In 2004, a grant program in the state Treasurer's office, known as "the MAC account," was created. The moniker was a play on the name of then-Treasurer John McCormac and also a reference to the ATM machines.

"I guess it's what passes as humor in Trenton," Rosen said.

In that first year, "MAC account" money could not be given to colleges and universities. The next year, Rosen said, schools became eligible upon the request of the Assembly Democrats' budget chief.

In 2005, the osteopathic school received $200,000 from the MAC account.

One of Bryant's attorneys, Carl Poplar, noted that the $800,000 for the children's center had been included in state budgets in years before Bryant was hired at the osteopathic school - including two years when the legislature was controlled by the Republicans.

Bryant, a Democrat, was cochair and then chair of the Senate Budget and Appropriations Committee between 2003 and 2006, the years he worked at the school.

The cross-examination of Rosen is scheduled to continue on Monday, when the trial resumes.

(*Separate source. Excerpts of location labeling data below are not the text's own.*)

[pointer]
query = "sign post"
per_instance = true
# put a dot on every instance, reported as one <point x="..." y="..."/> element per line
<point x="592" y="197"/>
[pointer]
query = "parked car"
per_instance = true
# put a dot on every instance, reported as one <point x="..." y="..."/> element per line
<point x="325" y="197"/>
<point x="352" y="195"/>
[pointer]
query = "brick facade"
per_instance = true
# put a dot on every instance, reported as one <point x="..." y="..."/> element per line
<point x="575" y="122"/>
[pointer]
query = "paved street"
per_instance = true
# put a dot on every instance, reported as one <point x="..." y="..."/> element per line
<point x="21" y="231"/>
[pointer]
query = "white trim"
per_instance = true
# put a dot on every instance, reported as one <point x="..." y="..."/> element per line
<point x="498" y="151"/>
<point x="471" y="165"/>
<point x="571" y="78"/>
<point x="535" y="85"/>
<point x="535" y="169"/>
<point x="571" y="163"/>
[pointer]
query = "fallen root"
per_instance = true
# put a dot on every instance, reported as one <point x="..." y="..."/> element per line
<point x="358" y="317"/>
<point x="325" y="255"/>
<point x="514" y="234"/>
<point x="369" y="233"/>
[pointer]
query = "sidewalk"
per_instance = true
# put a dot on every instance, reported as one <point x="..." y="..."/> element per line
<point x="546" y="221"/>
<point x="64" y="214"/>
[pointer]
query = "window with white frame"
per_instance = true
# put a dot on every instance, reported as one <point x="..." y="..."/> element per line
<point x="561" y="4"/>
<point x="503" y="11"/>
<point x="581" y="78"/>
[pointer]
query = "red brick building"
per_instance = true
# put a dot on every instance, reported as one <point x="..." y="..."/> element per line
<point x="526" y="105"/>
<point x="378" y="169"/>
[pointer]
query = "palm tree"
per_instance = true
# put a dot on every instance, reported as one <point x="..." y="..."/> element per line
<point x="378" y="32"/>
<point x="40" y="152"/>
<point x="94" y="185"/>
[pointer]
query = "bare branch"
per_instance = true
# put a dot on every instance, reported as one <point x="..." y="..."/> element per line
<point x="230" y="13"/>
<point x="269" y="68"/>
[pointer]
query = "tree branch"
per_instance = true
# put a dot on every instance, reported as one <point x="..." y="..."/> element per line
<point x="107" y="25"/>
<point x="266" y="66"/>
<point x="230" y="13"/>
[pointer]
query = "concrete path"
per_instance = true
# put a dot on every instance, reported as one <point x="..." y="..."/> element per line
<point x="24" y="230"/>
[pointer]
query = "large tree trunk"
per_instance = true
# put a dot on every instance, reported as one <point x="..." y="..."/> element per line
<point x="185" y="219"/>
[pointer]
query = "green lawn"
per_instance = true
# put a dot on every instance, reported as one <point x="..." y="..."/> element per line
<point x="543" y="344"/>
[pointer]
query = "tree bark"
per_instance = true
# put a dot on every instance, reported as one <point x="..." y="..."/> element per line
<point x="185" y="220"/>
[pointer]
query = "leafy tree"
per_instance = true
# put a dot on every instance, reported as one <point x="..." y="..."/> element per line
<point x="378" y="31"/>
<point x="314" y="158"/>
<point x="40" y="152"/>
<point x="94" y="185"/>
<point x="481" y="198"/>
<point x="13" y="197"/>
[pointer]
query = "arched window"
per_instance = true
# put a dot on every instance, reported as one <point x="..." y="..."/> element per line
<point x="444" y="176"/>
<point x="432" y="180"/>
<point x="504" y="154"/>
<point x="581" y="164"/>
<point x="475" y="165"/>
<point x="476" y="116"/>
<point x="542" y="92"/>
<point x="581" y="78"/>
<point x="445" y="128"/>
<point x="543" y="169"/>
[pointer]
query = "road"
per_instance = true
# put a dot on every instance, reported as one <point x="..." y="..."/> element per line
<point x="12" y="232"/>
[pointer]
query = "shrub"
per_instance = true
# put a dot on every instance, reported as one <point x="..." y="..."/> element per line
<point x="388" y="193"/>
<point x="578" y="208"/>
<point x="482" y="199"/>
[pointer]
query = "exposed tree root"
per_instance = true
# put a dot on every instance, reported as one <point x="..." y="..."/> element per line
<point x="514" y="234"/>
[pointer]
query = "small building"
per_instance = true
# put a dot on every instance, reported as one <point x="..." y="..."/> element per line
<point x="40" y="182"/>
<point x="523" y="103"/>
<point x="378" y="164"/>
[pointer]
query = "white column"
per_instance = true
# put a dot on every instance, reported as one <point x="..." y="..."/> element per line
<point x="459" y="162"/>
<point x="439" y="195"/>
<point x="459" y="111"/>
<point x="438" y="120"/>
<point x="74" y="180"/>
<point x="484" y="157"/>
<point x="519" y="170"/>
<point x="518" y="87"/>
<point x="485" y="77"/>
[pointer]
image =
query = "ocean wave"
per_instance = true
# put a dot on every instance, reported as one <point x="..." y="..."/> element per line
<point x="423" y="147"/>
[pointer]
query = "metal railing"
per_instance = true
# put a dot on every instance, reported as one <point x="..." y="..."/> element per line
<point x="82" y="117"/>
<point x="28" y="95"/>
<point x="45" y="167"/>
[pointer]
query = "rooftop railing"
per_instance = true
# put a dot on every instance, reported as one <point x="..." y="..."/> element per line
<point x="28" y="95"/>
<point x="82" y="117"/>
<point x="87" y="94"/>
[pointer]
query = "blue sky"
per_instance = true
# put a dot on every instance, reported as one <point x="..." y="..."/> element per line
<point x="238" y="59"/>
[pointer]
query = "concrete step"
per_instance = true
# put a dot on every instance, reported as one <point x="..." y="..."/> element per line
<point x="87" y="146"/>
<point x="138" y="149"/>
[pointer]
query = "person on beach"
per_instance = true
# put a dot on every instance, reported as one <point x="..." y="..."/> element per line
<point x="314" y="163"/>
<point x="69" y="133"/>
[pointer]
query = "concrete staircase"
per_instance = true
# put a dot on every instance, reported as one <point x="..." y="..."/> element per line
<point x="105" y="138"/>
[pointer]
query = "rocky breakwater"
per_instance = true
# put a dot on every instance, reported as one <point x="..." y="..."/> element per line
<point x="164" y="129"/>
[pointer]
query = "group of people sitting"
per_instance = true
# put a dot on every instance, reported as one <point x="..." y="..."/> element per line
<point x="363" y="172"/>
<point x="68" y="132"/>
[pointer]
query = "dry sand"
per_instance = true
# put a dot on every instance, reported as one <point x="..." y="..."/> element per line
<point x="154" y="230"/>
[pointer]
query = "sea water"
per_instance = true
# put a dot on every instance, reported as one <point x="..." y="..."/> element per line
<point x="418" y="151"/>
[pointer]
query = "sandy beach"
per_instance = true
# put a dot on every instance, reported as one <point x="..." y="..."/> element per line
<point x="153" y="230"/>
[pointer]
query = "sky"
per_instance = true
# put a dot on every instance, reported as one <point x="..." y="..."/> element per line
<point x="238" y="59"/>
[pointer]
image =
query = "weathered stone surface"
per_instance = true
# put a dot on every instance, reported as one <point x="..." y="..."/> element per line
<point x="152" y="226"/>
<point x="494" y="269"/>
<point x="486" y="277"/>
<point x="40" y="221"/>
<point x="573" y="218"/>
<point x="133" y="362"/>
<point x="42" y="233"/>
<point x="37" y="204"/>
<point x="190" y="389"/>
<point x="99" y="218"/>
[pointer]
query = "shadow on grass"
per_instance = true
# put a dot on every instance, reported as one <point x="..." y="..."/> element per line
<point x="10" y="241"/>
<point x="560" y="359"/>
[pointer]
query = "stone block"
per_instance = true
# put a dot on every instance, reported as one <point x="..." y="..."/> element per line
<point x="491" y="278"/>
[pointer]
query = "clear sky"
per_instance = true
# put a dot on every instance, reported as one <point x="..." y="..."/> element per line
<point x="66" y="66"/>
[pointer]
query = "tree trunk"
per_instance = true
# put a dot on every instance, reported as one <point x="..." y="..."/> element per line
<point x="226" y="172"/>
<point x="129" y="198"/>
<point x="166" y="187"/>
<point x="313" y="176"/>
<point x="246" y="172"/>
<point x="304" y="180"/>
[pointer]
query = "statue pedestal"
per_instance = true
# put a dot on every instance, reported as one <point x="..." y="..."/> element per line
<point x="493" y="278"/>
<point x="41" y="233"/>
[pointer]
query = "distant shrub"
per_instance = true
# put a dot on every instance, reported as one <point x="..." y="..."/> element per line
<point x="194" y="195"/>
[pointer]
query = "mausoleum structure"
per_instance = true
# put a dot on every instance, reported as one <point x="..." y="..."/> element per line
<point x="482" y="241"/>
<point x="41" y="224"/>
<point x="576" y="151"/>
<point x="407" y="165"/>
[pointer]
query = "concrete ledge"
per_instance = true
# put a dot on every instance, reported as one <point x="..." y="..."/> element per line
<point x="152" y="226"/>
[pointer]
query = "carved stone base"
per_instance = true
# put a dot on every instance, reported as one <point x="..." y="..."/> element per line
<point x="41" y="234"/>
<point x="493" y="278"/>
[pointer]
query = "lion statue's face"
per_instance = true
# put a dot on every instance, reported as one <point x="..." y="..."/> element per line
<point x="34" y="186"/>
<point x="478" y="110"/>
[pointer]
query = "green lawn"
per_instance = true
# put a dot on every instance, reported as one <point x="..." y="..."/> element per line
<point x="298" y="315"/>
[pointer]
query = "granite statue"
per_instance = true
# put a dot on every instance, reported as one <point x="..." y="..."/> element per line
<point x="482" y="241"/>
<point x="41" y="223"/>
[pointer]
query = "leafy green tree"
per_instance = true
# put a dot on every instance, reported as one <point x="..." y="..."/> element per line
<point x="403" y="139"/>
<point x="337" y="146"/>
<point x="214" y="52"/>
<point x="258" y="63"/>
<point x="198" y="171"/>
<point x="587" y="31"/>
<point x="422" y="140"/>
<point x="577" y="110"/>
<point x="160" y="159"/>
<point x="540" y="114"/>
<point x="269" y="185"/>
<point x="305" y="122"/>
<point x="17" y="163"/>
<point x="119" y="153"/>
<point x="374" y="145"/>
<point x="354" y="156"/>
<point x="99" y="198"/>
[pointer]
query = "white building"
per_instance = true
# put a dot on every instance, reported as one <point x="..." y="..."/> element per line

Bryant did not run for reelection last year after he and R. Michael Gallagher, the osteopathic school's former dean, were indicted.

Bryant was accused of accepting a job at the school in exchange for his influence, then doing little to no work. His $35,000-a-year salary also illegally increased the value of his existing public pension, prosecutors said.

Gallagher has been accused of rigging a hiring process to bring Bryant onto the payroll, then hiding the true nature of their arrangement.